The study found that the defect of the Na+/Cl- common transport system in the distal tubular cortex is the basis of variant pathogenesis of Bart syndrome. Na+ and Cl- reabsorption dysfunction leads to a slight lack of circulating blood volume, stimulating the renin-angiotensin-aldosterone system; causing the main cells of the distal renal tubule medulla to strengthen the reabsorption of Na+ and water, this process will expel K+; at the same time, the inserted cells secrete too much H+ and absorb K+. The secretion of H+ and absorption of Cl- become the cause of metabolic alkalosis.

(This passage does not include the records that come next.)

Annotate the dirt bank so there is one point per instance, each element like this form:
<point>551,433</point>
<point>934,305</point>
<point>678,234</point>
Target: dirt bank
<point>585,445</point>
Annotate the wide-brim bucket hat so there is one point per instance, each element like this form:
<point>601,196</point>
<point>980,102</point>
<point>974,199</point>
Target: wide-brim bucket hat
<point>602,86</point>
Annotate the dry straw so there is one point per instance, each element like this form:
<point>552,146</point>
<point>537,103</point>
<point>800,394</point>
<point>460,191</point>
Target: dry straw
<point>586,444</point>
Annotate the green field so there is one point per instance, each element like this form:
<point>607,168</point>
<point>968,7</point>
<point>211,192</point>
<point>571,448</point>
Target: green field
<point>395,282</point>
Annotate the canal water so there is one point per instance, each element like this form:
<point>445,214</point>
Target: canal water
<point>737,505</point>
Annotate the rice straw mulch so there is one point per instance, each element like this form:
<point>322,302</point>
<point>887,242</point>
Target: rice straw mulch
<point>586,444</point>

It is now believed that the onset of neonatal Bart syndrome is related to defects in the membrane ion channel of the ascending thick segment of the myelin loop. Due to the absorption of Na+, K+, Cl- and Ca2+ by the renal tubules at this site, it further affects the osmotic pressure of the space around the renal tubules and reduces the reabsorption of water in the descending branch of the myeloid loop. As a result, urine containing large amounts of Na+, K+, Cl- and Ca2+ was discharged to the distal renal tubule. Na+ is reabsorbed in the form of Na+/ K+ exchange in the distal renal tubule. Obviously, the urine in the lumen is partially but not completely concentrated, but more K+ is wasted. The reason for the increase in prostaglandin E is currently believed to be secondary to the loss of water and electrolytes.